ITSC 2024 Paper Abstract

Paper WeBT5.2

Zhong, Jiaru (Beijing Institute of Technology), Yu, Haibao (The University ok Hong Kong), Zhu, Tianyi (Beijing Institute of Technology), Xu, Jiahui (Beijing Institute of Technology), Yang, Wenxian (Tsinghua University), Nie, Zaiqing (Tsinghua University), Sun, Chao (Beijing Institute of Technology)

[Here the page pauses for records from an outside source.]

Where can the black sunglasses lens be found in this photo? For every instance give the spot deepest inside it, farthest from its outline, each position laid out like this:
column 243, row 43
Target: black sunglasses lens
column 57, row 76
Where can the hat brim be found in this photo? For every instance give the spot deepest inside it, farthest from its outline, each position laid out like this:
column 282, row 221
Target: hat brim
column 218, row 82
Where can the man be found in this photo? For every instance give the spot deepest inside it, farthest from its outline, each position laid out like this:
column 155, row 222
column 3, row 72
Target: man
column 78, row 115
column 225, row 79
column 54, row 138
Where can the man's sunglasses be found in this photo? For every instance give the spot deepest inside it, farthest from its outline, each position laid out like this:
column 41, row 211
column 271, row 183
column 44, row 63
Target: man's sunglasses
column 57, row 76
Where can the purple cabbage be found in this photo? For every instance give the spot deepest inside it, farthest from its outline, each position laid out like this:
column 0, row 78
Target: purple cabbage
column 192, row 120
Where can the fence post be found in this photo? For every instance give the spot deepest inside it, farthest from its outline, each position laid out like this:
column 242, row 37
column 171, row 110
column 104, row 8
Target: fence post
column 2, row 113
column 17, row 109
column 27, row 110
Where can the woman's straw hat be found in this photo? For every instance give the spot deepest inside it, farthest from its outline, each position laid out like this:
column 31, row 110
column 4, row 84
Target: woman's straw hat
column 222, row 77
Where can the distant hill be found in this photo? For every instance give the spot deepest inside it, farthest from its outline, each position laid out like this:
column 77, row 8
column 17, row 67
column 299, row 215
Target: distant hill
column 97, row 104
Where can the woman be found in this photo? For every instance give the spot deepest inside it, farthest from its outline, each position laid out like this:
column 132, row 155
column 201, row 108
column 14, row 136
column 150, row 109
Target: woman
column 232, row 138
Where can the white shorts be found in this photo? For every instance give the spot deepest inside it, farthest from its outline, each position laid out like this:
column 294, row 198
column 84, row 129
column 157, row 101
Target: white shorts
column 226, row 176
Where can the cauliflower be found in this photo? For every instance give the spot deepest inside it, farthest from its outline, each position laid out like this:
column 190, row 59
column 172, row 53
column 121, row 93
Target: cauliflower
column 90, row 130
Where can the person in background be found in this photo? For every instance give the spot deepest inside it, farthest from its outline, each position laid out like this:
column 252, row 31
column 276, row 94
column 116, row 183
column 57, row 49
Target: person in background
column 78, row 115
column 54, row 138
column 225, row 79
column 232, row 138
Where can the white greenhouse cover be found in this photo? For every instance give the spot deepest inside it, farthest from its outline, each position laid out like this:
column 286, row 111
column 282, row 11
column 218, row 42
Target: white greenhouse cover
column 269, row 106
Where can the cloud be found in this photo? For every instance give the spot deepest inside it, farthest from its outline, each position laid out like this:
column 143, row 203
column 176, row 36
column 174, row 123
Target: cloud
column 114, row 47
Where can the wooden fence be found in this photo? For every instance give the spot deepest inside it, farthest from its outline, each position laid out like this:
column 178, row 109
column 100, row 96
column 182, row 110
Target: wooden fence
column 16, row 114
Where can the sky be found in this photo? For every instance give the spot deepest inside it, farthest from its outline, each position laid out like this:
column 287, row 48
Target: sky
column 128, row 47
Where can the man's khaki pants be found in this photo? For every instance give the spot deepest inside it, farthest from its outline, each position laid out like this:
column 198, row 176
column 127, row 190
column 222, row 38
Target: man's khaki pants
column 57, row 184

Leveraging Temporal Contexts to Enhance Vehicle-Infrastructure Cooperative Perception

Scheduled for presentation during the Invited Session "Driving the Edge: Addressing Corner Cases in Self-driving Vehicles" (WeBT5), Wednesday, September 25, 2024, 14:50−15:10, Salon 13

2024 IEEE 27th International Conference on Intelligent Transportation Systems (ITSC), September 24- 27, 2024, Edmonton, Canada

This information is tentative and subject to change. Compiled on November 2, 2025

Keywords Sensing, Vision, and Perception, Cooperative Techniques and Systems, Communications and Protocols in ITS

Abstract

Infrastructure sensors installed at elevated positions offer a broader perception range and encounter fewer occlusions. Integrating both infrastructure and ego-vehicle data through V2X communication, known as vehicle-infrastructure cooperation, has shown considerable advantages in enhancing perception capabilities and addressing corner cases encountered in single-vehicle autonomous driving. However, cooperative perception still faces numerous challenges, including limited communication bandwidth and practical communication interruptions. In this paper, we propose CTCE, a novel framework for cooperative 3D object detection. This framework transmits queries with temporal contexts enhancement, effectively balancing transmission efficiency and performance to accommodate real-world communication conditions. Additionally, we propose a temporal-guided fusion module to further improve performance. The roadside temporal enhancement and vehicle-side spatial-temporal fusion together constitute a multi-level temporal contexts integration mechanism, fully leveraging temporal information to enhance performance. Furthermore, a motion-aware reconstruction module is introduced to recover lost roadside queries due to communication interruptions. Experimental results on V2X-Seq and V2X-Sim datasets demonstrate that CTCE outperforms the baseline QUEST, achieving improvements of $3.8%$ and $1.3%$ in mAP, respectively. Experiments under communication interruption conditions validate CTCE's robustness to communication interruptions.